HTTPArchive / almanac.httparchive.org

HTTP Archive's annual "State of the Web" report made by the web community
https://almanac.httparchive.org
Apache License 2.0
613 stars 173 forks source link

Generate 2020 almanac tables on BigQuery #1258

Closed rviscomi closed 3 years ago

rviscomi commented 4 years ago

The 2020_08_01 HTTP Archive crawl completed yesterday and the tables are available on BigQuery. However, to facilitate Web Almanac analysis, we reorganize the data into the almanac dataset to make the results more efficient to query.

@paulcalvano and I will be prepping this dataset with the 2020 results. The existing tables already contain 2019 data and they do not necessarily make that clear. We should continue to retain the 2019 data and alter the table schemas to add a new date field to distinguish the annual editions.

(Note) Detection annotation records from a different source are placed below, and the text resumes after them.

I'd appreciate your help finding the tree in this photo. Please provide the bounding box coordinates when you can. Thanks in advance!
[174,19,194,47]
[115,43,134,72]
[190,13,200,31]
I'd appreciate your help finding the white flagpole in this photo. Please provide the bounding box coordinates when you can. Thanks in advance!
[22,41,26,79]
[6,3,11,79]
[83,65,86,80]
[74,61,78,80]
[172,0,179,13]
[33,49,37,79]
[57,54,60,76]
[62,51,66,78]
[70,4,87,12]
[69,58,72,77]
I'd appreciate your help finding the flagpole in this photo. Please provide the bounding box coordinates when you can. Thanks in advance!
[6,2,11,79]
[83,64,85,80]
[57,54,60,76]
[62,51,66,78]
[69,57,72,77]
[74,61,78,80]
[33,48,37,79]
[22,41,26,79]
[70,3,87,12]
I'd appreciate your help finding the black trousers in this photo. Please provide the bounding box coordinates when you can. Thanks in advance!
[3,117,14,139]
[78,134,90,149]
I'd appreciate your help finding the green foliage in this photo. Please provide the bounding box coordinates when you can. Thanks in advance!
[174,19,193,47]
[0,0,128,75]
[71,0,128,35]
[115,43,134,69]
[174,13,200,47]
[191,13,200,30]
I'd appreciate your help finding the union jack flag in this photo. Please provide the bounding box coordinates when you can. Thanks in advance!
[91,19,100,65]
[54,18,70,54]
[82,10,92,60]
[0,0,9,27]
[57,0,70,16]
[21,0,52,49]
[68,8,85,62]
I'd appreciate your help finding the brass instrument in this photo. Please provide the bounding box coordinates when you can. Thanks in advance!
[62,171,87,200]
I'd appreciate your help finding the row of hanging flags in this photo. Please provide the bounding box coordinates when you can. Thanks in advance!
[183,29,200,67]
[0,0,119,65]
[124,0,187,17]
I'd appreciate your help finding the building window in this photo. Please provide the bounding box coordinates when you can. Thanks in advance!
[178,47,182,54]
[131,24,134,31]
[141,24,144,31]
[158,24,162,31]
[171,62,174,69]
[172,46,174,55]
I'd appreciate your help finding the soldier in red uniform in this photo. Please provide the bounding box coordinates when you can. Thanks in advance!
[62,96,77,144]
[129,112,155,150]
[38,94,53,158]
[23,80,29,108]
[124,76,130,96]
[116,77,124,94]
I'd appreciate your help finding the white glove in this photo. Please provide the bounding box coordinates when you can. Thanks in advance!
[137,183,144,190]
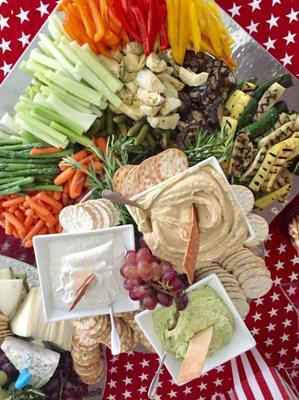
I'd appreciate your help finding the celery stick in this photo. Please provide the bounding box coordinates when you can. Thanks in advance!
[39,33,81,81]
[46,71,102,106]
[46,94,97,131]
[17,113,69,149]
[0,130,10,140]
[75,61,122,108]
[30,49,61,71]
[50,122,92,147]
[69,41,123,93]
[0,113,20,135]
[33,106,84,135]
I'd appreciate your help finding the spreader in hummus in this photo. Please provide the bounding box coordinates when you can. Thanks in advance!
[132,165,248,272]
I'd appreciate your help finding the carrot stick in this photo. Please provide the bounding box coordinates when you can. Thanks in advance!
[24,220,45,243]
[30,147,60,156]
[87,0,105,42]
[74,0,95,40]
[26,196,51,217]
[2,197,25,207]
[4,212,26,232]
[70,170,84,199]
[54,167,76,186]
[37,192,62,211]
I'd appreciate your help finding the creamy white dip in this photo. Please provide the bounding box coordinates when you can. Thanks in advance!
[49,233,127,311]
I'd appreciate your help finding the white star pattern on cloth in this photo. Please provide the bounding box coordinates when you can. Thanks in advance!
[268,307,278,317]
[37,1,49,17]
[267,14,279,29]
[278,347,287,357]
[246,20,260,35]
[18,32,30,47]
[277,244,286,254]
[123,390,132,399]
[139,372,148,381]
[214,378,223,387]
[125,361,133,372]
[252,312,262,322]
[284,304,293,312]
[138,386,147,394]
[291,256,299,265]
[284,31,296,46]
[0,38,11,54]
[107,379,116,389]
[140,358,149,368]
[0,14,9,31]
[287,8,299,23]
[123,376,132,386]
[228,3,242,17]
[273,276,282,286]
[184,386,191,396]
[290,271,299,282]
[275,260,284,271]
[280,333,290,343]
[282,318,292,328]
[17,7,29,24]
[263,36,276,50]
[249,0,262,11]
[0,61,13,76]
[264,338,274,347]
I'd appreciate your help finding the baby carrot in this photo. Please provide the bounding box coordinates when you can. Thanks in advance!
[4,212,26,232]
[30,147,60,156]
[54,167,76,186]
[24,220,45,243]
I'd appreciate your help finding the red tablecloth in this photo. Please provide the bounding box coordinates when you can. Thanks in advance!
[0,0,299,400]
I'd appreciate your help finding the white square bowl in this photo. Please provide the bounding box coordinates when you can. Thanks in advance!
[33,225,140,322]
[135,274,256,386]
[126,157,255,244]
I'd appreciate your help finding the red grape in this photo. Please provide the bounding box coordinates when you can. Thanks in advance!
[137,260,153,282]
[171,278,185,293]
[121,264,138,279]
[124,278,140,290]
[162,268,178,284]
[137,248,152,262]
[157,292,173,307]
[129,285,146,300]
[125,250,137,264]
[179,294,189,310]
[151,262,162,281]
[142,296,158,310]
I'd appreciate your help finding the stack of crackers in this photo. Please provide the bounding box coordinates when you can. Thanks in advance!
[0,313,12,346]
[71,313,154,385]
[113,148,188,198]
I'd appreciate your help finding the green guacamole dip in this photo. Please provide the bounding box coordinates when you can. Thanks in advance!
[154,286,234,358]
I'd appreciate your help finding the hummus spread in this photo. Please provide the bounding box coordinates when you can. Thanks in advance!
[132,165,248,272]
[154,285,234,358]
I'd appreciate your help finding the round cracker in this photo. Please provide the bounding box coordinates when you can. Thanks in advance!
[230,185,254,215]
[246,214,269,247]
[241,275,273,299]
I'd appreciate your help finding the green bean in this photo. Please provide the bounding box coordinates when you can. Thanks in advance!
[127,118,146,137]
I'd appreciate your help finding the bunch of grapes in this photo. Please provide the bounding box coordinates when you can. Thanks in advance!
[121,247,188,310]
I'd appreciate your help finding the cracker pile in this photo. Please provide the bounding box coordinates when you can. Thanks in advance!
[113,149,188,197]
[59,199,120,232]
[196,247,272,318]
[0,313,12,346]
[71,313,154,385]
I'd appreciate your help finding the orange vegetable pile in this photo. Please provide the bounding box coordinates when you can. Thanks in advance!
[58,0,129,57]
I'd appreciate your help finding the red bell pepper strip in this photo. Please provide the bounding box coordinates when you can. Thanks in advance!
[132,6,151,55]
[114,0,141,42]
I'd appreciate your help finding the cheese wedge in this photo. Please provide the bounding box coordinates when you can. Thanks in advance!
[178,326,214,383]
[0,279,23,318]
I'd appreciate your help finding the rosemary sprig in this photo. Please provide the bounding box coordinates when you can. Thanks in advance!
[183,127,233,165]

There are also a couple of externally-sourced tables:

And there are a couple of convenience tables that may or may not need to be updated, depending on 2020 usage:

I'd like to explore whether it's feasible to combine the request/response tables into a single table that contains the summary metadata, request payload, and response bodies. That way there would be no SQL joins to contend with for the analysts. The tables would be enormous but AFAIK BigQuery only bills for the columns used, so queries that don't require the bodies would be much cheaper. Not sure if performance is worse.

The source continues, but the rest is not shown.